Decisive Decisions

A month ago, I reluctantly decided to take a huge step/risk in my academic life; and in less than two months, I’m starting this novel chapter/journey/risk. At times, I’m full of indescribable fear, uncertainties, feelings of inadequacy, anxiety, and concern; and at rare times, I’m anxious and eager to discover what God has in store for me. Who knew I’d end up where I’m at right now!

Forerunners

Immensely honored and grateful for the relationships that I’ve made throughout the past three years. I feel rich to have met and worked with few kind and genuine people who helped me in my decisions, propelled me to become aware politically and socially, and inspired me to become a forerunner in everything I do, relentlessly. Even the unhealthy relationships helped me to realize that I should trust my instinct and be aware of my surroundings. It’s not a bittersweet feeling to depart this chapter, but it certainly is a bitter one. All those sleepless nights, skipped meals, the constant exhaustion, the fun times at the labs, the drama, the tears, the laughter, Starbucks and Peet’s hot chocolate and matcha fraps, Boba milk tea, energy bars, the hard work, and even last minute work.
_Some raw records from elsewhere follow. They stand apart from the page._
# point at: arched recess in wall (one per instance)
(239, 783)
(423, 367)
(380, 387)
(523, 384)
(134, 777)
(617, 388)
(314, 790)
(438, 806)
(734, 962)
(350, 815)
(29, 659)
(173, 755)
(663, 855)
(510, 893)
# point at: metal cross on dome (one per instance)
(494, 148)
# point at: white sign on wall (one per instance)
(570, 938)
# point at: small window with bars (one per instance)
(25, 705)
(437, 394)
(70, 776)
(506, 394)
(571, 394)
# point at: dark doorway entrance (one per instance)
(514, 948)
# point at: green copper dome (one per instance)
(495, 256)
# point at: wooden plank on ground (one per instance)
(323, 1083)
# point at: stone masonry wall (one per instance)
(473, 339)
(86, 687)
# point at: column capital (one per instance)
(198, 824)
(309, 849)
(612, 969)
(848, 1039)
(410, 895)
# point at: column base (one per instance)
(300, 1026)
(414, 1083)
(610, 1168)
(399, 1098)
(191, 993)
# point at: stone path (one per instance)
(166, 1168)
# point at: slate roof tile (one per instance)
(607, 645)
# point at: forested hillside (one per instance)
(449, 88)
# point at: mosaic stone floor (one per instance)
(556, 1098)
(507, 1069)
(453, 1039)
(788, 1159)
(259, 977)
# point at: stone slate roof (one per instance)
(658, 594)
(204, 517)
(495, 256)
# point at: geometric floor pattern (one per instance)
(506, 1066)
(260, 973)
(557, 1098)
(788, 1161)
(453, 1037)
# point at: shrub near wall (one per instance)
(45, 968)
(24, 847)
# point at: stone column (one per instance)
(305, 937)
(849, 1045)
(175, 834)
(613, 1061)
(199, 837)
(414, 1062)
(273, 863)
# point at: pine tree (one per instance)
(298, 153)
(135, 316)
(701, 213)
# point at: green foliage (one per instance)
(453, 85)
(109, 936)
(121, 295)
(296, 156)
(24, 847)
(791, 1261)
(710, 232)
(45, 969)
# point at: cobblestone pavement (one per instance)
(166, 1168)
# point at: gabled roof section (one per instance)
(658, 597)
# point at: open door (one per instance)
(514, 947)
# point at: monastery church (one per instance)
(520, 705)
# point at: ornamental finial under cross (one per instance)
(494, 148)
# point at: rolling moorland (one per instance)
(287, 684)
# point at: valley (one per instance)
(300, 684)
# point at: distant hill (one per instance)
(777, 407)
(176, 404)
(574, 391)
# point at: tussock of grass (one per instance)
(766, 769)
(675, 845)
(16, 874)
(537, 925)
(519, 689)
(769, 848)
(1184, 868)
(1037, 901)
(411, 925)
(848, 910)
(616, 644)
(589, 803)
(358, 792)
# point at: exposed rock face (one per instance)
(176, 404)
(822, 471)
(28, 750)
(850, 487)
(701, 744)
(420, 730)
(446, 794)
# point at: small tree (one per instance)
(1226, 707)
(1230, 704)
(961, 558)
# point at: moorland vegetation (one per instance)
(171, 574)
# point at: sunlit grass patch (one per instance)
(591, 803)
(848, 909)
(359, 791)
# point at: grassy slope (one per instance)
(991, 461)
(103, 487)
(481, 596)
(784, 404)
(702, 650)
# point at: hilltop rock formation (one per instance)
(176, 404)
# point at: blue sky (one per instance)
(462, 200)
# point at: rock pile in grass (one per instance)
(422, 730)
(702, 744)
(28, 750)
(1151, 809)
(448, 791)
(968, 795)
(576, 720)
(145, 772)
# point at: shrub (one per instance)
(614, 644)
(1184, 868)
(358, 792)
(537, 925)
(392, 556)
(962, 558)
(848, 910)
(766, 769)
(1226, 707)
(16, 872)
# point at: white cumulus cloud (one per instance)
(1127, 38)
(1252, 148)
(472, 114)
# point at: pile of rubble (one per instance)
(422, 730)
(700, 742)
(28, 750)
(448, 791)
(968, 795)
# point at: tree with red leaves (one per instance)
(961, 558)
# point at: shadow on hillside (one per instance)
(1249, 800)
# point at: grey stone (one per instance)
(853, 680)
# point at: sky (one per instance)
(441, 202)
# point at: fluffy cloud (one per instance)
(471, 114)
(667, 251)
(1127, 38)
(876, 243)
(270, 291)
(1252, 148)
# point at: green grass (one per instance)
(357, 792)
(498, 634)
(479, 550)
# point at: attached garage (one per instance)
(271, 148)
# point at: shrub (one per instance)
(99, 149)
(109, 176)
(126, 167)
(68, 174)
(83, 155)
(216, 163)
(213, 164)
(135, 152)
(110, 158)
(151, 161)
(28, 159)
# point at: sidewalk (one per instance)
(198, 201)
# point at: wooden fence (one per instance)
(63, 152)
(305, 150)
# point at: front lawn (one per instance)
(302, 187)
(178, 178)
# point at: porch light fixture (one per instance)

Looking at my overall experience, I see a piece of an intellectual art that was painted, collaboratively. It’s not over. There’s only more of that coming up with extra maturity and growth.

Aesthetic Reality

You can’t have it all. There’s always one or two things that are inaccessible. That’s the Law of Earth. Presumably, it makes you think it’s unfair. But life is not a fairytale. It’s an aesthetic reality.